Tuesday, July 20, 2010

Human Rights Commission gathers input on sacred sites

Human Rights Commission gathers input on sacred sites
By Alysa Landry The Daily Times
Posted: 07/18/2010 11:50:35 PM MDT


The Navajo Human Rights Commission is hosting a series of public forums beginning Tuesday to allow Navajo citizens to share testimony about sacred sites on the 27,000-square-mile reservation.
Citizens can provide either oral or written testimony about use, location, need for preservation, conflicts or community suppression of sacred sites.
The forums come after the Human Rights Commission took testimony during 25 public hearings about racism and discrimination in border towns.
From the hearings, four recurring themes surfaced, according to a statement released by the commission. One theme was sacred sites. Other themes were injustices related to unattended deaths, relocation and the environment.
The commission approved this month a 100-page report based on its findings.
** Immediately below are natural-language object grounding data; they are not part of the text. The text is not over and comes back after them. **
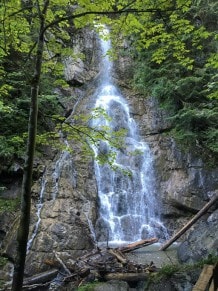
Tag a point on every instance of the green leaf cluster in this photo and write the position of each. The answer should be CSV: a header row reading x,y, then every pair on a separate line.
x,y
188,91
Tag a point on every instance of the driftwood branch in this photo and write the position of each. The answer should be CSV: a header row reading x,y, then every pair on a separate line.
x,y
137,245
190,223
99,263
126,276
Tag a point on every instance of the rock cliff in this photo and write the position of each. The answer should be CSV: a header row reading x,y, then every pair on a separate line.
x,y
69,202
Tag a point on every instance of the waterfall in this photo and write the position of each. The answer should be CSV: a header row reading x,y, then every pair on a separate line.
x,y
128,210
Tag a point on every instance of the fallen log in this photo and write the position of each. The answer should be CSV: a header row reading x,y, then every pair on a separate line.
x,y
204,279
126,276
190,223
41,278
119,256
139,244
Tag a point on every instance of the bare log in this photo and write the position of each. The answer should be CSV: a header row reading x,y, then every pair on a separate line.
x,y
137,245
204,279
118,255
41,278
126,276
190,223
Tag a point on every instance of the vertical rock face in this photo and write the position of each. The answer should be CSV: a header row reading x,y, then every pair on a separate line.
x,y
65,197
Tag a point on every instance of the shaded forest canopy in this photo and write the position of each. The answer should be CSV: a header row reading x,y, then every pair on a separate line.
x,y
174,53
It will present the report next week to the Navajo Tribal Council, but it released an executive summary ahead of time.
"Sacred sites are the foundation of the Diné Life Way," the executive summary states. "... Since time immemorial the Navajos have held ceremonies, prayers and oral stories that reinforce and define the inherent responsibility of the Diné and their duty to remain on and care for the land."
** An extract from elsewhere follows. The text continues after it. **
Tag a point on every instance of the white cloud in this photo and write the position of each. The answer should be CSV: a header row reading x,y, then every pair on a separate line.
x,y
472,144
Among the sacred sites Navajo citizens want to preserve are the San Francisco Peaks, located near Flagstaff, Ariz., and Mount Taylor, located in Northwest New Mexico.
The meetings will be open for citizens to voice any concerns they have about sacred sites, said Rachelle Todea, spokeswoman.
for the Navajo Nation Human Rights Commission.
"The sacred sites could be individual or collective," Todea said. "Individual sites could be burial plots or other family sites. Collective sites are according to the Diné way of life."
Input will be collected about water issues, weather issues or access and preservation issues, Todea said.
"There are so many sites, and that's what this is all about," she said. "People will talk about any issues they have in regards to sacred sites."
The Human Rights Commission will compile the data taken from the public hearings and issue a report to maintain and strengthen the spiritual relationship to the lands and uphold Diné responsibility to future generations.